The scary of the sixty-first ★★★ ½
Rated R, 82 minutes

In case you missed it, there is a thing in America called the Bag of Dirt on the Left and one of its stars is a young American actress and podcaster of Belarusian descent called Dasha Nekrasova, whom he this is the first film. One idea of ​​the “dbl” is that centrist liberals are the enemy and we need more vulgarity in art and politics to wake people up. Insert a curse somewhere for emphasis.

The director of Scary of Sixty-First knows her horror films.

It’s like punk rock politics to the new generation of angry young American leftists. With his advocacy for violent overthrow and a conspiratorial set of beliefs about the rich and powerful, this is the yin of QAnon’s yang – although a bit more cohesive as the rich do really control the world and some of them. they are pedophiles – hence the story of this film.

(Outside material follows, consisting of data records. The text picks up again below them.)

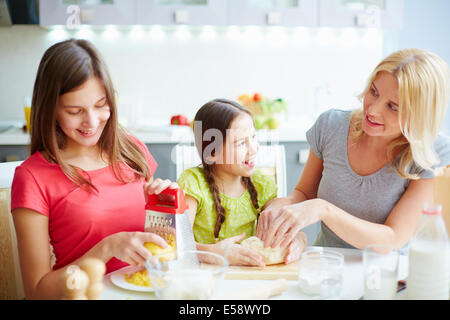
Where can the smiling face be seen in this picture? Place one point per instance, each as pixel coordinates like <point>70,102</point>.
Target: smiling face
<point>83,113</point>
<point>381,107</point>
<point>237,157</point>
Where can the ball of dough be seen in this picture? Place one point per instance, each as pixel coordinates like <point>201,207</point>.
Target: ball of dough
<point>270,255</point>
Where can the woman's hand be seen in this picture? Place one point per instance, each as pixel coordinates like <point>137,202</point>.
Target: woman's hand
<point>236,254</point>
<point>157,186</point>
<point>268,214</point>
<point>129,246</point>
<point>282,226</point>
<point>296,248</point>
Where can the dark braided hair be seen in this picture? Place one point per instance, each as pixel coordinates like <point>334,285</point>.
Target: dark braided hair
<point>218,114</point>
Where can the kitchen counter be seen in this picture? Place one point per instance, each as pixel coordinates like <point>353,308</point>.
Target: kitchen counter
<point>171,134</point>
<point>353,283</point>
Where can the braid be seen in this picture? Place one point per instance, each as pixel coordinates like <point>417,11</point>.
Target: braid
<point>220,210</point>
<point>252,190</point>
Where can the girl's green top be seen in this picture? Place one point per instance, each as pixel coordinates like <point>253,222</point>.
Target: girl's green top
<point>240,214</point>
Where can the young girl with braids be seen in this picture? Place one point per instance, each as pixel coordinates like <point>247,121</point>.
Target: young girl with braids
<point>226,194</point>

It was shot in 16mm, so it’s already cool. Most of it takes place in an apartment on the Upper East Side of New York City that seems like an incredible boon for young hipster girls, Noelle (Madeline Quinn) and Addie (Betsey Brown). The apartment is full of furniture left by the previous owner, including a grand piano that a creepy agent (Stephen Gurewitz) tells them not to play. Addie is a very nervous actress, who refuses to ask her rich daddy for money because he is a hole. Noelle is a lazy slacker, a series of opinions rather than a fully formed person. These two are friends, but they bitch about each other.

As soon as they move in, things start to get weird. A stranger appears on the doorstep, a nervous young woman (played by Nekrasova), who tells them that the apartment was previously occupied by Jeffrey Epstein. The stains on the old mattress make her vomit at the thought of what may have happened there. Noelle and this young woman, who has never been named, become accomplices, trying to find out more about Epstein and his connections. The excitable Addie suddenly seems to become possessed by the minds of her victims – most notably a 13-year-old nymphomaniac with a crush on Prince Andrew.

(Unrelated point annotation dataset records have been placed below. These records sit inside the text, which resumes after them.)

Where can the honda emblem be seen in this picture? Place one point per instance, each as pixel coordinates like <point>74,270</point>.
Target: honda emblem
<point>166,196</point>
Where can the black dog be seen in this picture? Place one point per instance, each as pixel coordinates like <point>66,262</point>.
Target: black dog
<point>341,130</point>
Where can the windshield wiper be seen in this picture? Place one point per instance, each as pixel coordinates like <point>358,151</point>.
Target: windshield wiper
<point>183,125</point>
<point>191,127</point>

Scurrilous doesn’t even come close to describing the film’s outrages. Nekrasova’s mastery of cinematic technique is minimal, but it could just be a budget. She knows her horror movies. What she lacks in resources she makes up for with cunning and bile and a freewheeling attitude towards onscreen sex. The dialogue tears up the conspiracy playbook, citing the “Clinton Crime Family” and the Royal Family as special targets. You just know there will be blood at some point and the finale doesn’t disappoint. As a political allegory, it is quite obtuse. As a cinema, it’s fiery rather than refined, but it has its attractions. As a comedy, it’s darker than the pitch. Be prepared for precious bodily fluids.